Effective today, all weekly publications (free and paid) in Newfoundland and Labrador and Nova Scotia will be suspended for 12 weeks (Nova Scotia subscribers to paid weeklies will be provided with weekend editions of The Chronicle Herald). SaltWire will continue to produce print and digital editions online for four dailies: The Chronicle Herald, the Cape Breton Post, The Guardian (which will temporarily be combined with PEI-based daily The Journal Pioneer) and The Telegram, along with flyer distribution.

These changes have prompted what Lever described as a “difficult and painful decision” to lay off nearly 40% of its staff. Along with government assistance, SaltWire says it will continue to provide health benefits to its temporarily laid off staff. Remaining employees with salaries over a certain amount have also been asked to reduce work hours and in turn have their pay reduced accordingly for up to the same 12-week period.

While Lever says the company is hoping for less, “This crisis has been riddled with unknowns and uncertainties.

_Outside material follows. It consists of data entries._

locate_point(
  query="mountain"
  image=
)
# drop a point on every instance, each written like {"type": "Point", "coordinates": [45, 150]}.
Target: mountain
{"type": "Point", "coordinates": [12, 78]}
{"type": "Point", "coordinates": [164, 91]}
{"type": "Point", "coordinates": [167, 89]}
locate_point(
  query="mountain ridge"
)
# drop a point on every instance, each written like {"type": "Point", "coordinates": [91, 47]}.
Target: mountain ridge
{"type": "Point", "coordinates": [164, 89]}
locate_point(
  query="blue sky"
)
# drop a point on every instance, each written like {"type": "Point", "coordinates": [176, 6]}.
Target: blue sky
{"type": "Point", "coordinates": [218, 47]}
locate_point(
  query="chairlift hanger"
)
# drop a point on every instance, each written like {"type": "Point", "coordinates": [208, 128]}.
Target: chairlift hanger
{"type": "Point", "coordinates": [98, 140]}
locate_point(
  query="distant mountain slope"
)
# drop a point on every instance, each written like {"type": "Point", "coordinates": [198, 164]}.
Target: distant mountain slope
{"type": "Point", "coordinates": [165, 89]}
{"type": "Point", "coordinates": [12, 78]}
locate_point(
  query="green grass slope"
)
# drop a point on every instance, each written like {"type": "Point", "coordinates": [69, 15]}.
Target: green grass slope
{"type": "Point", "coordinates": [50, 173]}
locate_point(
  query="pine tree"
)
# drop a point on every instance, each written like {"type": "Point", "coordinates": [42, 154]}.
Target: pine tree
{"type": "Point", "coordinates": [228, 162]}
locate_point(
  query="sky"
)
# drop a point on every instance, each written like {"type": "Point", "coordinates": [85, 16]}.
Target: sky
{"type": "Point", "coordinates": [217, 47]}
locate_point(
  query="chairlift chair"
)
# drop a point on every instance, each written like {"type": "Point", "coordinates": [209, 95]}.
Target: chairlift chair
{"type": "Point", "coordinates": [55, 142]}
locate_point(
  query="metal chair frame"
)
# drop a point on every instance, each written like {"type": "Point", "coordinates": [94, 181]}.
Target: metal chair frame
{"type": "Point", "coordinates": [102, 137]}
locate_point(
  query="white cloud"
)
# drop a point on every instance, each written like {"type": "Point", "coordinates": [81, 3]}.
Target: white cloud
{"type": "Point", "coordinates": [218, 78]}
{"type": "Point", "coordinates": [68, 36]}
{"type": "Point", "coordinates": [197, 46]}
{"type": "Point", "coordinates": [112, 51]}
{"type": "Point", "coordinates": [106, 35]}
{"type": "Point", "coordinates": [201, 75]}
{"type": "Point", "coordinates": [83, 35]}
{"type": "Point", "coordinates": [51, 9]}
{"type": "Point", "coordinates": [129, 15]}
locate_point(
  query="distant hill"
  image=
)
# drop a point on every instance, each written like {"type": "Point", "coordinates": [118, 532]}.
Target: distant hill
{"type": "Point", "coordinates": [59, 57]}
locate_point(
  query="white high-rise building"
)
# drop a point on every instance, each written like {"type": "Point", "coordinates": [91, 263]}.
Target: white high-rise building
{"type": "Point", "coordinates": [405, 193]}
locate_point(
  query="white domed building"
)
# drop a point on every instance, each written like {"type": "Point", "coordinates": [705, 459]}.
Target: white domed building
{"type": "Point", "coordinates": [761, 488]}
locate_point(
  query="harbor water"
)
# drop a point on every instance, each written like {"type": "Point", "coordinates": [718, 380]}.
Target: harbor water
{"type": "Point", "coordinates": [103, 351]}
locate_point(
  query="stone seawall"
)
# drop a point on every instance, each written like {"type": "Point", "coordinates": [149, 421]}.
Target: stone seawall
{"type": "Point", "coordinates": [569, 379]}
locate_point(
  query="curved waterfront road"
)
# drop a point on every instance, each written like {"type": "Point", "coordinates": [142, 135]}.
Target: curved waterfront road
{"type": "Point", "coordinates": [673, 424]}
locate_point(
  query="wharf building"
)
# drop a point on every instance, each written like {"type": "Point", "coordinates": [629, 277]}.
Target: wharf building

For that reason, readers should plan for the outlined plan to be in effect until the week of June 15, 2020.   ”

Lever also asked readers to encourage friends and family to take out subscriptions, and to join them in advocating to government officials to re-direct ad spend to locally owned media companies (as opposed to U.S.-owned companies such as Google and Facebook).

Bob Cox, chair of News Media Canada, cautioned to MiC last week that all of its members’ revenues would be hit, and that local media lacked the access to loans and other resources that would help them withstand a lengthy period of not receiving that cash flow. While News Media Canada hasn’t made a formal request to the federal government for assistance yet, Cox says it is urging the Federal government to deliver the financial aid it had promised as part of a journalism support package that went into effect in late 2019.

“The money hasn’t actually been paid out yet,” Cox said. “Most newspaper companies have this notation that denotes that we are owed that money, however we haven’t collected it yet.”